The standard of care for patients with advanced stages of renal cell carcinoma (RCC) has shifted dramatically thanks to the development of immune checkpoint inhibitors (ICI) that target the programmed cell death protein 1 and its ligand (PD-1/PD-L1). However, there is a lack of prognostic biomarkers, and response rates to ICIs as single agents or in combination vary substantially. Possibly due to the heterogeneity and dynamic nature of PD-L1 expression, tissue-based approaches have yet to demonstrate much value. Non-invasive, all-inclusive, and real-time PD-L1 detection may be possible with immuno-positron emission tomography (immunoPET). In this study, we compared the efficacy of immunoPET against immunohistochemistry (IHC) for detecting PD-L1 in a tumorgraft (TG) platform obtained from patients with renal cell carcinoma.

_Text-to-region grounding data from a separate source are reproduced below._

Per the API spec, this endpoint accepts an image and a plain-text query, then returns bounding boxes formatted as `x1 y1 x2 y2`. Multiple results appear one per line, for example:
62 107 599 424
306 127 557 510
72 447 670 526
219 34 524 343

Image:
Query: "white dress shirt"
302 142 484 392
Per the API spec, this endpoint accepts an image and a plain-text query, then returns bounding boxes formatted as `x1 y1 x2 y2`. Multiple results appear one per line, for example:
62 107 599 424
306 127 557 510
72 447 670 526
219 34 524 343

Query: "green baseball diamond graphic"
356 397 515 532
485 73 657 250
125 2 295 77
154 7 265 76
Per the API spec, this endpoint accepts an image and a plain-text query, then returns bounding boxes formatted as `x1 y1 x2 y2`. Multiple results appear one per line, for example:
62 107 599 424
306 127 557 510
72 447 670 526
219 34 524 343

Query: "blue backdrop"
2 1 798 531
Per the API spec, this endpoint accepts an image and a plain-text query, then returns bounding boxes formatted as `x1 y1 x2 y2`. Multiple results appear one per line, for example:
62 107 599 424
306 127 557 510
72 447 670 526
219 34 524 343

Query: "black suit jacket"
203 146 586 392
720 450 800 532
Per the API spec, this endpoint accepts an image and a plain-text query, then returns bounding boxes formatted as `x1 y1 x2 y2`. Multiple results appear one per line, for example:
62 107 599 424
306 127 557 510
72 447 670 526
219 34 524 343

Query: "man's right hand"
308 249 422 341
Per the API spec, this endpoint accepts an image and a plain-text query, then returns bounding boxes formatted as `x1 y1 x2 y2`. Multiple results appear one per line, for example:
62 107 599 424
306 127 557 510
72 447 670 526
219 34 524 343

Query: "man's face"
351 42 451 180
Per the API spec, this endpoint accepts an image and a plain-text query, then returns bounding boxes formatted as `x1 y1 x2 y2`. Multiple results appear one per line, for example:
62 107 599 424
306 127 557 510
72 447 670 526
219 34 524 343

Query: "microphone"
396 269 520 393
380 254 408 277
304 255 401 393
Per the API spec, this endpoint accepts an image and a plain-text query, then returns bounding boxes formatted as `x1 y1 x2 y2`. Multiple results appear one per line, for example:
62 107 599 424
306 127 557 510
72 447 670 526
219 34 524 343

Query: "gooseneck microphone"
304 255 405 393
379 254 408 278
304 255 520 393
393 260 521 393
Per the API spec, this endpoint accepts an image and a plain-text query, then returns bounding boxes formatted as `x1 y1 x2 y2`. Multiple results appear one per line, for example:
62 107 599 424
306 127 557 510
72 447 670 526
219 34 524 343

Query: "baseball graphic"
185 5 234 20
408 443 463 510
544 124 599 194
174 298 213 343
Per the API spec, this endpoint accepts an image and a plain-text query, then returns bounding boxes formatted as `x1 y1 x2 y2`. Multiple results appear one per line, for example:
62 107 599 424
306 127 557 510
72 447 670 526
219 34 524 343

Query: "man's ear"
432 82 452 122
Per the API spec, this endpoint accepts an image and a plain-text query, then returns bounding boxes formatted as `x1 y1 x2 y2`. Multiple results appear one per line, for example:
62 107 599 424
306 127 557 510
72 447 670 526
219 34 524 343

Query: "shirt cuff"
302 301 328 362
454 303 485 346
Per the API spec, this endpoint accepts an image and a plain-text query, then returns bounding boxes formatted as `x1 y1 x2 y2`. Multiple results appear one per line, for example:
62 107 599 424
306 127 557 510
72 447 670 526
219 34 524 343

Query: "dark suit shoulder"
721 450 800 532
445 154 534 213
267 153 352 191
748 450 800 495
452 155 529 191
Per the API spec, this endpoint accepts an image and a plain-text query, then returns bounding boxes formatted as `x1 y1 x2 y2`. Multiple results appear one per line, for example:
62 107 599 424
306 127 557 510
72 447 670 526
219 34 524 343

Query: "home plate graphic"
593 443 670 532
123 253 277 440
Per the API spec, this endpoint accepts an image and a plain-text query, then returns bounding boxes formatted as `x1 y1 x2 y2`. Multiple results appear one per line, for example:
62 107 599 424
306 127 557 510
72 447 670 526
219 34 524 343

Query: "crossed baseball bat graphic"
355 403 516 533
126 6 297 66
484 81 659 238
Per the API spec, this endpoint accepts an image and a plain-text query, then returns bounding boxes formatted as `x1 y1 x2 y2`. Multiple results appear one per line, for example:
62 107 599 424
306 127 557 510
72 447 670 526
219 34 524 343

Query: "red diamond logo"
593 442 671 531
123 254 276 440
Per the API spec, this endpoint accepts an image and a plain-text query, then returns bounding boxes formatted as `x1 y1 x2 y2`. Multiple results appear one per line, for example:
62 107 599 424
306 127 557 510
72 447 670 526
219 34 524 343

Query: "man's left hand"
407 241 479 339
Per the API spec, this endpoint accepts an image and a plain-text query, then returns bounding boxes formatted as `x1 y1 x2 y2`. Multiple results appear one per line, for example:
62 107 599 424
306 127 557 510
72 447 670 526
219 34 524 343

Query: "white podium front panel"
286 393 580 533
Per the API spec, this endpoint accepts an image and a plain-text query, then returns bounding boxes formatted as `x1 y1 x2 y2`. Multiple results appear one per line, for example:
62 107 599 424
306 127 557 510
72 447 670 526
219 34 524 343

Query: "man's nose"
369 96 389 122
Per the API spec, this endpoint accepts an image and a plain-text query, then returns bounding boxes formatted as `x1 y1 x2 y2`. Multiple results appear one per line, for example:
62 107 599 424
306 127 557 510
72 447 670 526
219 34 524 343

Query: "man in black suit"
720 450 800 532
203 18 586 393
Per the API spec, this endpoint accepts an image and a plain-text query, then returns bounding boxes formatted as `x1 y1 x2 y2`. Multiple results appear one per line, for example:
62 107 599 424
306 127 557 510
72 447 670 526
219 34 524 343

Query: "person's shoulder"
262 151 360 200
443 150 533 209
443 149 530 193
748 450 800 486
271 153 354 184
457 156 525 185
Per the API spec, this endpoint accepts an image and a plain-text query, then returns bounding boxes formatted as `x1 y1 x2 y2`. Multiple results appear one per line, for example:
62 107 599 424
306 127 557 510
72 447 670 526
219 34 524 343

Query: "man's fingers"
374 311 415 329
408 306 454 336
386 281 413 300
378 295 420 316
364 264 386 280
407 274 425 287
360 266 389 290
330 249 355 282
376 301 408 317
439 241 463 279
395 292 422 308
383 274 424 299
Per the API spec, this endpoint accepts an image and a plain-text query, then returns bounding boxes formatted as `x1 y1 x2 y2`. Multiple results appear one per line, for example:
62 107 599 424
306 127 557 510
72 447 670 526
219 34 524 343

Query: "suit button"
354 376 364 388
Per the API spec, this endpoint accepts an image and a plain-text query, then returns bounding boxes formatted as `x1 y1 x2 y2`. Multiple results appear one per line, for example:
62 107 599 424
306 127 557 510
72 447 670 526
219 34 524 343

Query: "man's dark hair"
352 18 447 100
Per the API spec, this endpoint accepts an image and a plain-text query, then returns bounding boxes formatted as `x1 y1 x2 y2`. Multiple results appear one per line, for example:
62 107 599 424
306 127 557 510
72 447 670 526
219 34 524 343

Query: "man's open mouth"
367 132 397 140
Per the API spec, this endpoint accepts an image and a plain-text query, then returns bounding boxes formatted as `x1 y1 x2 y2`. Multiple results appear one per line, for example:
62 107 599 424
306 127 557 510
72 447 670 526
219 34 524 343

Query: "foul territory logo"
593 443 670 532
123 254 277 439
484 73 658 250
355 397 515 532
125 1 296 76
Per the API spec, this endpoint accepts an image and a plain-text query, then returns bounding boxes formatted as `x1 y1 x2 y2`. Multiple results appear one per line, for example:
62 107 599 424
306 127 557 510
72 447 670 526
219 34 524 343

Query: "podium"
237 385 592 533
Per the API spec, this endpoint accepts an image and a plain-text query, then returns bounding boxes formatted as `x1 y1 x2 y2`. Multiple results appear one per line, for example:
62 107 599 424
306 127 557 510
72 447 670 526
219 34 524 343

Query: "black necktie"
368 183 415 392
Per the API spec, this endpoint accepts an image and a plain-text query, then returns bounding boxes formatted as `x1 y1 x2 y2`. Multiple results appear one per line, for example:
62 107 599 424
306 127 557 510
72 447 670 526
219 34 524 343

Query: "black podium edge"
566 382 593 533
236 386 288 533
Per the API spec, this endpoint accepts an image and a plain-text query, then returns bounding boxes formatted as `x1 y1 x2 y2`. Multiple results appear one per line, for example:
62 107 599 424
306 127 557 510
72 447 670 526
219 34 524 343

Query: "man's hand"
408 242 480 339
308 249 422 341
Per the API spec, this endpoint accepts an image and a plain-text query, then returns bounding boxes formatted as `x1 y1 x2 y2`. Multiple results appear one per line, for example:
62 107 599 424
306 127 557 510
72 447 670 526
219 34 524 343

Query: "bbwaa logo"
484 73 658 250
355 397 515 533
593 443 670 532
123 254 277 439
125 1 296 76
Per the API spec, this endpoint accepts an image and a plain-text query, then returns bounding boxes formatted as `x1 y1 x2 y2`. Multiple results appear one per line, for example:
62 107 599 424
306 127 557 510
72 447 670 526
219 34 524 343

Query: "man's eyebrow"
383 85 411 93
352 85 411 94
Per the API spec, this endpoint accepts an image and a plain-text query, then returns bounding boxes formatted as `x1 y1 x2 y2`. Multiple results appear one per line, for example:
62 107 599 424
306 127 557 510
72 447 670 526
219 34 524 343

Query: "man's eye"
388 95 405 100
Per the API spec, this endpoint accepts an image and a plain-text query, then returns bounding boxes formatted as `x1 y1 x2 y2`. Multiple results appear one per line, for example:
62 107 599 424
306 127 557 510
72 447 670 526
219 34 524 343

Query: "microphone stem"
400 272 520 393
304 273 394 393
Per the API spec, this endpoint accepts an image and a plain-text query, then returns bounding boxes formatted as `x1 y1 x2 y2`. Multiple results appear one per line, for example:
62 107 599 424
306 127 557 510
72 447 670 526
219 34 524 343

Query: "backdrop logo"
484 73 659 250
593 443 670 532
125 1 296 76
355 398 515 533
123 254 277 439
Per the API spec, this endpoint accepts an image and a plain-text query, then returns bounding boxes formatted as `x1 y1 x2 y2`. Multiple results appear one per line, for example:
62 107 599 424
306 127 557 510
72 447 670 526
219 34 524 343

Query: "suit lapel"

ImmunoPET was used to analyze the activity of eight separate RCC TGs spanning a wide range of PD-L1 expression (0% to 85%). Double-blind analyses compared tumor PD-L1 expression with uptake of [89Zr]Zr-labeled atezolizumab ([89Zr]Zr-DFO-ATZ). Clinical outcomes of ICI-treated patients whose TGs were assessed were analyzed to determine the clinical role of immunoPET in RCC. The correlation between PD-L1 IHC tests and [89Zr]Zr-DFO-ATZ immunoPET scans on days 6/7 postinjection was statistically significant (P=0.0014; PXY =0.78).
Furthermore, immunoPET can be employed to analyze the heterogeneous distribution of PD-L1 expression. Studies in matched patients (n=4) also demonstrate that PD-L1 signal may affect ICI responsiveness. ImmunoPET using [89Zr]Zr-DFO-ATZ may offer a complete and dynamic assessment of PD-L1 across areas of illness. In a current clinical trial, researchers are examining whether immunoPET may accurately predict ICI response in RCC (NCT04006522).